Ahora ya somos maduros. No llegaremos a ser mejores de lo que somos.

Una de las características más relevantes de la poesía que ha hacho su grupo es el entorno en que se produce y que queda reflejado en sus poemas: la ciudad.

Sí, creo que nuestra poesía es más urbana, más «industrial». Yo creo que la generación del veintisiete hurta el escenario planetario rural e introduce temas abstractos que sólo son comprensibles desde una experiencia urbana. Recuerdo, por ejemplo, un poema de Pedro Salinas en el que la ciudad se refleja en un espejo que transporta un vidriero. Es una experiencia evidentemente urbana. La generación intermedia, la generación de Celaya y Blas de Otero, o los poetas de Burgos, volvió a la temática abstracta, más abstracta que la del veintisiete. Nosotros hemos hablado directamente de la oficina, de la calle, de la fiesta o de la habitación de hotel, porque nuestra experiencia era menos profesional, menos de historia de la literatura y más de ir a la oficina de lunes a sábado.
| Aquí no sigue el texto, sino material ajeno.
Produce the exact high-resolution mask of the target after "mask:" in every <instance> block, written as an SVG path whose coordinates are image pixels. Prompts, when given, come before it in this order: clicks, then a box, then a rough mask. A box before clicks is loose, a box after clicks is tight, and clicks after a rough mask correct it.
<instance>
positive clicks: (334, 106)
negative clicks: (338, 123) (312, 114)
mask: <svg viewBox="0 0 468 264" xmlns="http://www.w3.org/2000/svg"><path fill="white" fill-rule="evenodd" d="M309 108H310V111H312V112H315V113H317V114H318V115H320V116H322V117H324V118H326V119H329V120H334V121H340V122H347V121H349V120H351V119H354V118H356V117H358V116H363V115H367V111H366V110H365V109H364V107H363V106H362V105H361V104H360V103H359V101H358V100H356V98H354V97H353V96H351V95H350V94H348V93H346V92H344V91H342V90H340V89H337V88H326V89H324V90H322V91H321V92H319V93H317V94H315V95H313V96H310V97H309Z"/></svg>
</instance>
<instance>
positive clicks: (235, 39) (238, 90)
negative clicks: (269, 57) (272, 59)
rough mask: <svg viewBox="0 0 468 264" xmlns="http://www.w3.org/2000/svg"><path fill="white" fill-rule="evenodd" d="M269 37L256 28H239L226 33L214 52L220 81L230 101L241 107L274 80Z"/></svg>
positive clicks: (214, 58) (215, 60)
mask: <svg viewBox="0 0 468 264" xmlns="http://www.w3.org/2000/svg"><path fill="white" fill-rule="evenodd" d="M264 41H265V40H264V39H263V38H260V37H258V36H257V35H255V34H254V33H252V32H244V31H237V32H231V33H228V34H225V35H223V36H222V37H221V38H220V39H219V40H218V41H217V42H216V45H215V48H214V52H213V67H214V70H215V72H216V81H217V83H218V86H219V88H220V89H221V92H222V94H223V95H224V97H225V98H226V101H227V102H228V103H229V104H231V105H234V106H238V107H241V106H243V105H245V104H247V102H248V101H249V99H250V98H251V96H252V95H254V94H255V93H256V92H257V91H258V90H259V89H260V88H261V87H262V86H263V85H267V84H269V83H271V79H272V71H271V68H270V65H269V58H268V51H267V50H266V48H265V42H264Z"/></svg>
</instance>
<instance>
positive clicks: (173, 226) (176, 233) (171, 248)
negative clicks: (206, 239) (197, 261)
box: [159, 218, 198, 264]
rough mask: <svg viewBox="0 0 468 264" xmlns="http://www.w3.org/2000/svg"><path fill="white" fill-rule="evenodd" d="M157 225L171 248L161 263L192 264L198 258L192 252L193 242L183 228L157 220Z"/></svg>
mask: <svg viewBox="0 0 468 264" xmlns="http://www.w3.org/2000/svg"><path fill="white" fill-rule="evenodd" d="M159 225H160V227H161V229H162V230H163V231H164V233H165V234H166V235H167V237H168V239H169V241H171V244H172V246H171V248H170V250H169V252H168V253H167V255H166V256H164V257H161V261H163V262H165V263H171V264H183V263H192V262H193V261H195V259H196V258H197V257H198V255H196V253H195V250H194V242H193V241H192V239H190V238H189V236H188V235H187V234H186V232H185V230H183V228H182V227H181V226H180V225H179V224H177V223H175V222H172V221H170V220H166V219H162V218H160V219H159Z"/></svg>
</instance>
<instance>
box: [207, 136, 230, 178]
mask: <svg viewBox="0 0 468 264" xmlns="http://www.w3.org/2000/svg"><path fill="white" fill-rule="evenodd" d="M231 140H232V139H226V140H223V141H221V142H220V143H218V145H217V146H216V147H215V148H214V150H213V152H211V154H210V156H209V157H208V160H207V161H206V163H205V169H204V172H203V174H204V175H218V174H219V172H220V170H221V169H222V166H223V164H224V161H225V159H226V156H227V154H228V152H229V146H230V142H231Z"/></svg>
El punto de mira de las influencias, ¿no apunta asimismo a otras direcciones?

Depende de los casos. Lo que más se parece en general a nuestra poesía es la poetry of the experiency de los poetas ingleses de los años treinta. Pero yo no vengo de ese camino, sino de la poesía francesa posromántica y de la poesía alemana, que es menos urbana. Yo creo que en mi caso ha influido más el contexto generacional que el magisterio de mis modelos.

¿Qué relación debe guardar el escritor, el intelectual con la política?

Durante la dictadura era absolutamente imprescindible ser antifranquista. Era inconcebible que un creador de cultura no estuviera continuamente movilizado contra la represión cultural, contra la prostitución de la cultura. Pero no creo que en una situación democrática el creador de cultura esté más obligado que el ciudadano normal a la toma de posición o a la militancia. Hay dos cosas distintas: por un lado, el escritor no debe renunciar a su papel de crítico implacable frente a las trampas de la vida pública: por otro, en tanto que ciudadano corriente puede o no puede abrazar una opción política concreta. Yo lo he hecho: soy militante socialista, pero no me parece una obligación profesional.

¿Puede hablarnos de sus debilidades?

Ese será el tema de mi próximo libro.

(Entrevista publicada en la revista Triunfo, nº 797, año XXXII, 06-05-1978, págs. 66-67). Reeditada ahora, con el permiso de su autor y con ilustraciones nuevas de Josep M. Maya, en la sección “Entrevistas en blanco y negro”, de la revista Rambla. Edición Javier Coria).